Você gravou um vídeo para explicar sua posição ética sobre promover a Coreia do Norte. Com que frequência as pessoas te questionam sobre isso? E como você costuma reagir?
Muita! É sempre uma discussão quente. As pessoas são muito passionais sobre isso. Mas o que lamento é que as pessoas têm uma opinião tão forte sobre algo que entendem tão pouco… elas falam principalmente a partir do ponto de vista do que ouviram na mídia, e não fazem suas próprias investigações. Todos têm direito a suas opiniões e eu certamente respeito quem pensa que não é ético. Posso entender por que, mas o que não posso entender é gente que defende firmemente esse ponto de vista sem ter feito sua própria pesquisa.

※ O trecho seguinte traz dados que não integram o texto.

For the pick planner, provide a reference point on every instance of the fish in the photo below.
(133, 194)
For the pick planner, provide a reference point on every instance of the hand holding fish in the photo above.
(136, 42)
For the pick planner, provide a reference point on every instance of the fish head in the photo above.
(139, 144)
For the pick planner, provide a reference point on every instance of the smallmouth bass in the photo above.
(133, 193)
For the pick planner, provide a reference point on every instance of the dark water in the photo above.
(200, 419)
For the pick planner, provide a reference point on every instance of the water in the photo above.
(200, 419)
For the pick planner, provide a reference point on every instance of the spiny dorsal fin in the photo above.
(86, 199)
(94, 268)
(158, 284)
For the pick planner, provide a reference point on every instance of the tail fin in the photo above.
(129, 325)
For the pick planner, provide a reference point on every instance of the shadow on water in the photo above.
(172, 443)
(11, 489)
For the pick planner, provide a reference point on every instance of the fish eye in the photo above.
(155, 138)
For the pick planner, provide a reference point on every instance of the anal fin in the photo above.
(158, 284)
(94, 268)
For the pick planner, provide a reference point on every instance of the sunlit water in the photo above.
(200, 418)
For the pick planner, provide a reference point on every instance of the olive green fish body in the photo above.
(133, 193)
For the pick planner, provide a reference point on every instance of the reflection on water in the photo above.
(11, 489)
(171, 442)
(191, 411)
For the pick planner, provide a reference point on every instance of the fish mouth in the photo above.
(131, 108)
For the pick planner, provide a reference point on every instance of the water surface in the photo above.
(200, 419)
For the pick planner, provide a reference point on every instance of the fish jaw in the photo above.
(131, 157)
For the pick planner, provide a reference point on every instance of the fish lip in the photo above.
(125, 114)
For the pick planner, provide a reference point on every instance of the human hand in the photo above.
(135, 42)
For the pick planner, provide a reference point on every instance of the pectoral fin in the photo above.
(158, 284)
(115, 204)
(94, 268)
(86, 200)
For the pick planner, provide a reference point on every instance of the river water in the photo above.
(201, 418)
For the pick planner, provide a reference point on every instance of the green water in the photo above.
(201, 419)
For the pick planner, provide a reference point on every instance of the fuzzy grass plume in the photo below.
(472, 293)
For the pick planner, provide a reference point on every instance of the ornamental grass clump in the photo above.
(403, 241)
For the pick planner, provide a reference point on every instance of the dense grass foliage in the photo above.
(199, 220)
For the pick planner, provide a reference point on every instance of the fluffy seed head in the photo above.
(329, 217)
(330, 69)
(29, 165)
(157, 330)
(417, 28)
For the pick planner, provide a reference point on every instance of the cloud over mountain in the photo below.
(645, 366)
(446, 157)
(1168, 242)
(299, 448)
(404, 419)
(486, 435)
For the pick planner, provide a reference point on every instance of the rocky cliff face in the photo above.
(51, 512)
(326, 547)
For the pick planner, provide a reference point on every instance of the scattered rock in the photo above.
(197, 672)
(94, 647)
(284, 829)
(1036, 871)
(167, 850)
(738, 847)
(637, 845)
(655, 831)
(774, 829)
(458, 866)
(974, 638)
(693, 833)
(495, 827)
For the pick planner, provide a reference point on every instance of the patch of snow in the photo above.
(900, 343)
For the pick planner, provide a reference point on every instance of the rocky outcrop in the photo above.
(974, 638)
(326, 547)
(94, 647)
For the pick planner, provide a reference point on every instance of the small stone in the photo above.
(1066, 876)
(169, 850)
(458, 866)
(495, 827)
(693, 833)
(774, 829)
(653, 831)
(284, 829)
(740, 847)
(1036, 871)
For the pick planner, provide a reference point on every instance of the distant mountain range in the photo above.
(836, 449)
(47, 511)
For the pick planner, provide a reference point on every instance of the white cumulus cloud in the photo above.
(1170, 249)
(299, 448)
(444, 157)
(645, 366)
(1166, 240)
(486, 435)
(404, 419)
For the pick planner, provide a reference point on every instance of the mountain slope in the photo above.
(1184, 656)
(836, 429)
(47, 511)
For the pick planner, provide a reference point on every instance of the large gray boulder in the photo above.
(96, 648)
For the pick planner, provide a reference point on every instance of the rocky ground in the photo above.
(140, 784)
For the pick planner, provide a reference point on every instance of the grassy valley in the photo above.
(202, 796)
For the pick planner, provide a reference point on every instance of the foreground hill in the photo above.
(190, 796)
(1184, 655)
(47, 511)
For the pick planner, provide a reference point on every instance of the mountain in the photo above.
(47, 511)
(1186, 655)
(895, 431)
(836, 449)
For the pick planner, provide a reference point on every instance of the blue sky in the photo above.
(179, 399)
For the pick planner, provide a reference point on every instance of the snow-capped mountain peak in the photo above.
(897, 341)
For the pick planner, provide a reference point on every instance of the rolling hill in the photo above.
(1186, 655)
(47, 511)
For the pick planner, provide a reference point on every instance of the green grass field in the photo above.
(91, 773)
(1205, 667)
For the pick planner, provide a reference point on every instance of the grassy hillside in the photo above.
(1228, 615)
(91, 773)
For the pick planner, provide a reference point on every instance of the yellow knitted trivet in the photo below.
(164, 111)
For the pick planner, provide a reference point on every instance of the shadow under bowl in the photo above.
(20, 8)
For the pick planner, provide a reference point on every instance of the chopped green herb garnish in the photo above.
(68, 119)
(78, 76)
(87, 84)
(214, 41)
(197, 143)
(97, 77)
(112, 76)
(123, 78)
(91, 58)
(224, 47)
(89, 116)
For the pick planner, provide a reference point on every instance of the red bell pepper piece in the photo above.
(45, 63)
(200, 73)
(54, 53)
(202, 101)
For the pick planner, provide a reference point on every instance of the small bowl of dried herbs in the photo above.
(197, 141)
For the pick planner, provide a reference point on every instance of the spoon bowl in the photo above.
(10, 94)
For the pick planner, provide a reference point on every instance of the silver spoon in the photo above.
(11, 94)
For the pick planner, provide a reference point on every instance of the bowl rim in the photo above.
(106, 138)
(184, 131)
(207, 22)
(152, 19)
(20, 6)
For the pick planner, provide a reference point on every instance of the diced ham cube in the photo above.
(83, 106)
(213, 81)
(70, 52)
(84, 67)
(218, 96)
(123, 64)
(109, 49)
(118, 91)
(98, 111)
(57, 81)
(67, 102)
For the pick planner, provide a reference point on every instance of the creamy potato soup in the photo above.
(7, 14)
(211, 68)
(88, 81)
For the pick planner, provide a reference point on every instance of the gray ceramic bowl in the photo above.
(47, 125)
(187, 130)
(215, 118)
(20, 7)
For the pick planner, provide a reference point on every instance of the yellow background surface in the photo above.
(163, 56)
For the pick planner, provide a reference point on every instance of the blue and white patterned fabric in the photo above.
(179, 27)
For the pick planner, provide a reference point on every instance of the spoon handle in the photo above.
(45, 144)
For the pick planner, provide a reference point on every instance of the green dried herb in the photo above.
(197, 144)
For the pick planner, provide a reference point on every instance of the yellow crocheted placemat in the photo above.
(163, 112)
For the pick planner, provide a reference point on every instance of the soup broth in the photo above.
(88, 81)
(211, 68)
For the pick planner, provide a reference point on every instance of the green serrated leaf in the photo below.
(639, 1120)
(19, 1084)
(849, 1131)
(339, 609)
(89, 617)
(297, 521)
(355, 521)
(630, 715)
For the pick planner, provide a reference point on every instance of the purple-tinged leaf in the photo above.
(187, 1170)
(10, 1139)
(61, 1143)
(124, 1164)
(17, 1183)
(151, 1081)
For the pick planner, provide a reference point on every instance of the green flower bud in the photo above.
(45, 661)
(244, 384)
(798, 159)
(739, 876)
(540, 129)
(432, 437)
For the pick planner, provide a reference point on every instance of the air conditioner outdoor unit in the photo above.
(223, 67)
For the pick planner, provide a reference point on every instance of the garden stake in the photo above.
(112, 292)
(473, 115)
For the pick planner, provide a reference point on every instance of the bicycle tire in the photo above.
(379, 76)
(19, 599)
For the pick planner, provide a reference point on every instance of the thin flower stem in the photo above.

Meu vídeo tem 30 minutos, então poderia escrever uma longa resposta para isso… mas em geral apenas dou às pessoas a minha resposta honesta e simples. Acredito que o turismo faz mais bem do que mal à Coreia do Norte. Simples assim. E se você quer saber porque acredito nisso… você pode assistir ao vídeo!
E, finalmente, como guia profissional, quais seriam seus 10 lugares turísticos favoritos na Coreia do Norte?
Bem, isso certamente depende do que você depende fazer, para ser honesta. Claro, existem os pontos principais, monumentos que não se pode perder. Mas darei minha opinião pessoal, vinda de alguém cuja atividade favorita no exterior é simplesmente fazer o que os locais fazem, visitar os lugares e abraçar a vida por lá.
1. Supermercado Kwangbok
Um supermercado local com produtos norte-coreanos e uma praça de alimentação e banquinhas de comida com cerveja e churrasco – muito divertido, especialmente no verão! Você pode simplesmente relaxar e curtir com os locais.
2. Parque de Diversões Mangyongdae
Um parque de diversões legal onde você pode passear nos brinquedos com moradores e crianças que saem da escola. Apenas um lugar divertido para se estar!
3. Museu da Guerra
O único museu que vou citar porque é realmente muito, muito bom e ajuda a entender o lado norte-coreano da história – além de ser um museu incrivelmente impressionante.
4. Metrô de Pyongyang
Veja com seus próprios olhos se os boatos são reais – ele é realmente de mentira? Obviamente não… na verdade, muitas de suas estações são incrivelmente bonitas.
5. Chilbosan
Uma bela região montanhosa no nordeste com caminhadas incríveis. Aqui você também pode hospedar-se na casa de uma família norte-coreana!
6. Kumgangsan
Outra bela cordilheira com caminhadas imbatíveis.
7. Nampo
A apenas uma hora de Pyongyang, você chega à área rural de Nampo. A pousada aqui é como voltar no tempo – um spa quente onde você pode desfrutar de um churrasco “a gasolina” de amêijoas. Uma Experiência muito legal!
8. Cafés
Simplesmente passe um tempo nos muitos cafés de Pyongyang ou para uma experiência mais “local” e menos de “elite” vá para um dos muitos…
9. …Bares!
Todo mundo adora uma boa bebida – e especialmente os coreanos. Brinde com um local e experimente as várias cervejas locais norte-coreanas.
10. Estádio Dia de Maio/Mass Games
Se você tiver a chance de ver o incrível espetáculo do Mass Games, não perca! Ele acontece no que os coreanos afirmam ser o maior estádio do mundo – o Estádio do Dia de Maio.